FXことび『夏合宿』(同・四九五円)は著者三冊目の短編集。独特のユーモア感覚全開の「本と旅する彼女」がユニーク。小説でこんなオチが書ける人はなかなかいません。残る三冊はハルキ・ホラー文庫から。バカホラー『言霊』が話題を巣めた中原文夫の新作『霊厳村』(六〇〇円)は、昭和三十年代そのままの村に迷い込む定番の設定だが(夢見専門の一家を除き、村人は誰も夢を見ない)、村の日常描写が徹底してオフビート。人を蔑んで睨む視腺を競う大会とか、よくもまあ次々へんなことを考えるものである。『怪(あやし)の標本』(五六〇円)は、『幻日』(ブロンズ新社)で
FX 取引から高く評価された福澤徹三の第二作品巣。表題作は怪奇実話っぽいエピソードの聞き書きという趣向。インパクトでは『幻日』に一歩譲るが、やはり水準は高い。秋里光彦(高原英理の別名義)『闇の司』(五二〇円)は、「女殺油地獄」と「盟三五大切(かみかけてさんごたいせつ)」を下敷きに、欧米流サイコサスペンスをホラージャパネスク化する和魂洋才の試み。完成された様式美の世界だが、撮影所の猟奇殺人から異界への転換が唐突で、やや分裂した印象なのが惜しい。最後に文庫以外のSFを一冊。
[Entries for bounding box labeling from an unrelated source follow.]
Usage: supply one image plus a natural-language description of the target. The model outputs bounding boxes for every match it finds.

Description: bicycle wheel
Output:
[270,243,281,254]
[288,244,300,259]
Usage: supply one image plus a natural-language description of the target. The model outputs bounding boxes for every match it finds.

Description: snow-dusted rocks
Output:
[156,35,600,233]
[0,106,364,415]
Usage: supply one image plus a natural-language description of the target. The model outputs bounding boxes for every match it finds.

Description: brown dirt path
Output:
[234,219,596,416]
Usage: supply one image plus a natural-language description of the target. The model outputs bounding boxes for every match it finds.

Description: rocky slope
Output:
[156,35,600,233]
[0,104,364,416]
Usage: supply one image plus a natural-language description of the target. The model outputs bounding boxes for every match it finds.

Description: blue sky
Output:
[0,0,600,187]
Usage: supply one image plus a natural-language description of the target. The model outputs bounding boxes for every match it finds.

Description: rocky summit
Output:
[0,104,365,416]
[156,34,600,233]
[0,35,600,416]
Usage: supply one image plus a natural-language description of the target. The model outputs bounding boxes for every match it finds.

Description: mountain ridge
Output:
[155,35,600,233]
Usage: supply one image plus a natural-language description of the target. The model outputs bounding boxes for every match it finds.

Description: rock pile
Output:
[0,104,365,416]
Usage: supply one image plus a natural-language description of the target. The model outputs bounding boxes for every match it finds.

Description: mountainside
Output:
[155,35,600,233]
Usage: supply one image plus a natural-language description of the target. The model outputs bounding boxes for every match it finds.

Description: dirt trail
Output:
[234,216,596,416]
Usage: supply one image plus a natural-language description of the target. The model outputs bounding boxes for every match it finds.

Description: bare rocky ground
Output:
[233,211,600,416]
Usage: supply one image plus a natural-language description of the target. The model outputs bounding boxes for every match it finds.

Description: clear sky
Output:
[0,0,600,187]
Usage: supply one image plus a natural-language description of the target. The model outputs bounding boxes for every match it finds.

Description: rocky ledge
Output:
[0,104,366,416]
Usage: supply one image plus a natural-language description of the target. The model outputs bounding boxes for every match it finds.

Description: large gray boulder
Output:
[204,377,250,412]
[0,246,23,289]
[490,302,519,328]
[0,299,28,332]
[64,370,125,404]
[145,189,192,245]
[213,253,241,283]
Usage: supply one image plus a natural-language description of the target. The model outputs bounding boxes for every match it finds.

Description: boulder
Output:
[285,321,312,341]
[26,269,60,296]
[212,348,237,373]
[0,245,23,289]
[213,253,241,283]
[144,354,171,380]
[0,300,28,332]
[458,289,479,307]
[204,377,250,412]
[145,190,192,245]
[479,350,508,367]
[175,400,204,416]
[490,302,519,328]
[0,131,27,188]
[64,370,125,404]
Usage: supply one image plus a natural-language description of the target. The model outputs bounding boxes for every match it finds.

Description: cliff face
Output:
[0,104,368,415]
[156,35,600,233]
谷甲州&水樹和佳子の『果てなき蒼氓』(早川書房一八〇〇円)は、光瀬龍&萩尾望都の『宇宙叙事詩』を思わせるイラストストーリー。風景のSFを志向する物語に挿画がキャラクターを補完し、前野昌弘の科学解説がそれをハードSFとしてまとめあげる。三位一体のバランスが絶妙だ。映画『A.I.』のご威光で竹書房から突然邦訳が出たオールディスの最新短編集は次号で。いや、それにしても長かった。足かけ十三年≪小説新潮≫に連載された酒見賢一の大作『陋巷に在り』が、第13巻の『魯の巻』(新潮社二〇〇〇円)でついに完結。この壮挙に敬意を表して、1巻から13巻まで一気にまとめ読みしたんですが、これがもうとんでもなく面白い。 FX 取引は春秋時代(紀元前5世紀初頭) の魯。主役は孔子の最愛の弟子・顔回子淵(前514〜前483)。「一を聞いて十を知る」天才でありながら政治の表FX 取引に立たず、陋巷の貧乏暮らしを選んだ男。その顔回の生涯をめぐる雄大な歴史小説_と思ったら大間違いで、これは古代中国の物凄い超能力者たちが鎬を削る、FX 取引ばりの一大伝奇サイキックスーパーアクション巨編なのである。もちろん出来事自体は史実に基づいているし、『史記』『左伝』『論語』などが縦横無尽に引用され、歴史的な蘊蓄もたっぷり。しかし、
FXではわずか一行の謎めいた記述が単行本一巻にふくらんでしまうほど想像力が暴走し、13巻を費やしても歴史上の時聞はほんの数年しか進まない(だから、長大な歴史絵巻的「物語」を期待する人には不向きかも)。そのかわり、顔回に救われたのが縁で拝しかけ女房(?)となるラブリーな天然少女・z、(よ)や、数十人の兵士を一瞬にして殺戮する最強のファムファタル・子蓉など、強烈な魅力を備えたキャラが多数登場、八面六臂の活躍を見せる。「儒」や「礼」にまつわる超自然的秘術にはある程度科学的・合理的な解釈が加えられているが、呪術的な世界観が現実に力を有していた時代として描かれるため、物語は軽々と冥界や異界を往還し、饕餮(とうてつ)をはじめとする奇怪な神様たちも平然と顕現する。大ざっぱに言うと、陽虎の反乱〜孔子一門VS 少正卯(しょうせいぼう)一党の戦い三都毀壊作戦(孔子VS公山不狃(こうざんふちゅう)/孔子VS公斂處父(こうれんしょほ))と続くのが全体の流れだが、小説の進行は歴史的時間経過と比例しない。子蓉の媚術に冒されたz、を救うため南方の名医に診せる病気治療話がえんえん四巻も続き、それが時空を越えた一大スペクタクルに発展しちゃうんだからすさまじい。諸星大二郎ファンや中国歴史小説読者はとっくに読んでるでしょうが、伝奇小説ファンも必読。12の有力諸侯が割拠した春秋時代の中国社会は≪十二国記≫背景設定の源流みたいなところもあり、小野不由美ファンにもお薦め。7巻まではもう文庫になってるから、とりあえずそちらからどうぞ。ところで、つい最近、山東省出身の人と話していて驚いたんだけど、彼の地では今も子供の呼び名に魯の字をつけることが多いのだとか。二千二百年前に滅んだ国の名前がまだ現役って……。中国四千志夫の歴史恐るべし。その勢いでさらに七百年ばかり歴史を下り、第二回小松左京賞受賞作家・町井登志夫の『諸葛孔明対卑弥呼』(ハルキ・ノベルス九九〇円)。秘書東夷伝に倭人伝があるなら、曹操が卑弥呼をスカウトしても不思議はないという発想(推定)。